The pathogenesis of this entity remains unclear. Stewart and Treves believed that a systemic carcinogen was involved in the aetiology [1]. Schreiber et al [2] postulated that local immunodeficiency was the causative factor, as the oedematous region responds in a manner similar to "immunologically privileged site" allowing sarcomatous degeneration to go unnoticed by the immune system. The histopathological appearance of this neoplasm varies greatly, depending on the degree of cellular differentiation, although, by definition, these tumours consist of vascular cavities lined with spindle-shaped endothelial cells containing large nuclei and prominent nucleoli [3, 5] on a background of fibrous stroma. A number of other conditions resembling cutaneous angiosarcoma should be differentiated, including Kaposi's sarcoma [2].

To date, there is little in the imaging literature regarding this rare complication of chronic lymphoedema. There are two case reports to date with pathological proof describing the MRI appearance of Stewart–Treves syndrome. Our investigations serve to support the findings of previous authors [7, 8]. MRI is well described for its utility in evaluating lymphoedema.
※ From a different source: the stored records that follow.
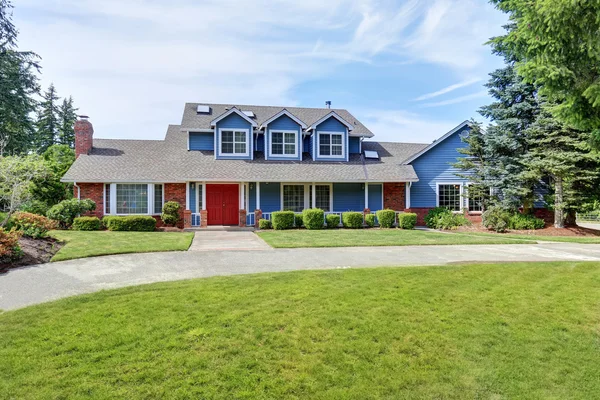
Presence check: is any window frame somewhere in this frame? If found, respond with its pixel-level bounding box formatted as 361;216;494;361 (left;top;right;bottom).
269;129;299;158
219;128;250;157
316;131;347;160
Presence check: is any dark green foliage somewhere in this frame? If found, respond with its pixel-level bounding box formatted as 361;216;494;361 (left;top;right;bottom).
398;213;417;229
302;208;325;229
102;215;156;232
342;211;363;229
46;199;96;228
271;211;296;230
325;214;340;229
377;210;396;228
160;201;181;226
71;217;102;231
258;218;272;230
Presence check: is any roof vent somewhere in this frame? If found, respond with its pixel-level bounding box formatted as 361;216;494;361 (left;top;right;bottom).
196;104;210;114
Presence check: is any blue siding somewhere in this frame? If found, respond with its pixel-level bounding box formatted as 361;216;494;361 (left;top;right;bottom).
333;183;365;212
189;132;215;150
312;117;349;161
410;129;468;207
265;115;302;161
215;114;254;160
369;184;383;212
260;182;281;212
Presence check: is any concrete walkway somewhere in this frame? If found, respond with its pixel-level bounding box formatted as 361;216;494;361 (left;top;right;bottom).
0;239;600;310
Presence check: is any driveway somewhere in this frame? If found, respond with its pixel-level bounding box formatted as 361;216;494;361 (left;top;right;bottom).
0;238;600;310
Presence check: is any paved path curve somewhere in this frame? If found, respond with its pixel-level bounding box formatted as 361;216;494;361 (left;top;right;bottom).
0;243;600;310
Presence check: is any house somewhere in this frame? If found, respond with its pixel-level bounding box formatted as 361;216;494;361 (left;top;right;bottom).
63;103;481;228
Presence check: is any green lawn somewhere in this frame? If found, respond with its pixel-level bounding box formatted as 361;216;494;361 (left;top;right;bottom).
257;229;523;248
0;263;600;399
50;231;194;261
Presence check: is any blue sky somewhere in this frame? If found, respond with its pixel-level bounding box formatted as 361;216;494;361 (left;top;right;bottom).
14;0;505;143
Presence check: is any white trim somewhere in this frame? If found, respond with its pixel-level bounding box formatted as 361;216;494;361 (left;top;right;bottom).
210;107;258;126
268;129;299;158
402;121;470;164
313;131;347;160
259;108;306;129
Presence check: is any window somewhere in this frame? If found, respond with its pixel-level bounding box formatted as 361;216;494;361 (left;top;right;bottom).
438;183;462;211
271;131;297;157
319;132;344;158
221;130;248;155
283;185;304;212
117;184;148;214
154;185;162;214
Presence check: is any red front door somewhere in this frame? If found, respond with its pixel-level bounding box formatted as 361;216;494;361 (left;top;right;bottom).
206;184;239;225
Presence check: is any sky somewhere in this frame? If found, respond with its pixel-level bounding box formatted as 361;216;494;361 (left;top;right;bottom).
13;0;506;143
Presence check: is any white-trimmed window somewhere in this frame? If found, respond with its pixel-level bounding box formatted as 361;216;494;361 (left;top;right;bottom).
219;129;249;156
437;183;462;212
317;132;346;158
270;131;298;157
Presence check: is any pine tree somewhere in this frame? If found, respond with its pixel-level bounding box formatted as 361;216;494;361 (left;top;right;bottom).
58;96;77;148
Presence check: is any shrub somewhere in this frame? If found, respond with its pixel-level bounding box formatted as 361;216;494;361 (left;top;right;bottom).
377;210;396;228
102;215;156;232
12;212;57;239
325;214;340;229
160;201;181;226
342;211;363;229
46;199;96;228
302;208;325;229
0;228;23;264
271;211;296;230
71;217;102;231
258;218;271;230
398;213;417;229
481;206;511;232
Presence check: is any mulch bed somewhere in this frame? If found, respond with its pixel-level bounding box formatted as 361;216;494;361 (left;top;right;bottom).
0;236;63;273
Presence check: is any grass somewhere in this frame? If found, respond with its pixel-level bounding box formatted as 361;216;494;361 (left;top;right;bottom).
257;229;523;248
0;263;600;399
50;231;194;261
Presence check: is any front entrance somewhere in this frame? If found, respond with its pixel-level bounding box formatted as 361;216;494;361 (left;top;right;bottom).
206;184;240;225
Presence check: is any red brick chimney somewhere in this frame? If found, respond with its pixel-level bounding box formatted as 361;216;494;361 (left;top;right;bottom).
74;115;94;157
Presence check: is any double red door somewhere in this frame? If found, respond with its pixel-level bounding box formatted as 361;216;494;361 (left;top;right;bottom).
206;184;240;225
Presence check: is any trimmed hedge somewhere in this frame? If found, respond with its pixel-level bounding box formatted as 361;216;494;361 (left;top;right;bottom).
377;210;396;228
102;215;156;232
325;214;340;229
271;211;296;230
398;213;417;229
342;211;363;229
302;208;325;229
71;217;102;231
258;218;272;230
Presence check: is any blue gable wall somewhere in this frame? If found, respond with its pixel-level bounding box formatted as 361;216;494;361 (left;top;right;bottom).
410;129;468;207
215;113;254;160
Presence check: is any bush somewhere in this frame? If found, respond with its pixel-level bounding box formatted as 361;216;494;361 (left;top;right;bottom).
71;217;102;231
0;228;23;264
508;213;546;230
160;201;181;226
102;215;156;232
325;214;340;229
271;211;296;230
377;210;396;228
258;218;271;230
302;208;325;229
12;212;57;239
481;206;511;232
46;199;96;228
342;211;363;229
398;213;417;229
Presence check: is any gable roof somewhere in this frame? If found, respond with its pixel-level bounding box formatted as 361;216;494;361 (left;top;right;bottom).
180;103;374;137
404;121;470;164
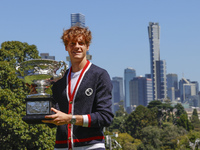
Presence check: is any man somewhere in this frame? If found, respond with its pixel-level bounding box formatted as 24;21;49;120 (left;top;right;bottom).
43;26;113;150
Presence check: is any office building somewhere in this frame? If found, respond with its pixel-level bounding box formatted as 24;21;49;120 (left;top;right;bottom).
111;77;124;113
167;73;179;101
71;13;85;27
148;22;167;100
179;78;199;107
129;77;153;107
124;67;136;112
40;53;55;60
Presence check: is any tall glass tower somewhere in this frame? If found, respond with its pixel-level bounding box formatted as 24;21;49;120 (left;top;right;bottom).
71;13;85;27
111;77;124;113
167;73;179;101
148;22;167;100
124;68;136;112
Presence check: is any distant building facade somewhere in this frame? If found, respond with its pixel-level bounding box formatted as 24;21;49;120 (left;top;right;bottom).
148;22;167;100
124;67;136;112
179;78;200;107
71;13;85;27
111;77;124;113
40;53;55;60
167;73;179;101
Subfascial fluid accumulation is considered a sign of severe lymphoedema. The subcutaneous oedema on MRI has decreased signal intensity on T₁ weighted images either isointense or hypointense to muscle and high signal intensity on T₂ weighted images [9].

On MRI this dermal-based tumour is recognized by cutaneous thickening and nodularity isointense to muscle on T₁ and by decreased signal on T₂ weighted images in a lymphoedematous extremity. These lesions demonstrate avid enhancement following contrast. The low signal on T₂ and avid enhancement on MR of these lesions distinguishes the tumour from background lymphoedematous tissues, which is of high signal on T₂ and has reduced enhancement following contrast. The MRI signal characteristics that we describe in this report concur with previous MRI findings reported by Nakazona et al [7] and Schindera et al [8]. The specific MRI signal characteristic of this rare but potentially lethal tumour, as described in this and previous cases, may allow MRI to have an important role in early detection of this tumour with chronic lymphoedema [7, 8]. Early detection may help to improve patient prognosis.

For surgical planning and to optimize biopsy yield as in our patient, MRI can determine the extent of the tumour and the depth of invasion as well as identify satellite lesions. The low T₂ signal of this lesion is unusual for a malignant tumour and probably reflects dense cellularity and prominent fibrous stroma as postulated by Nakazone et al [7].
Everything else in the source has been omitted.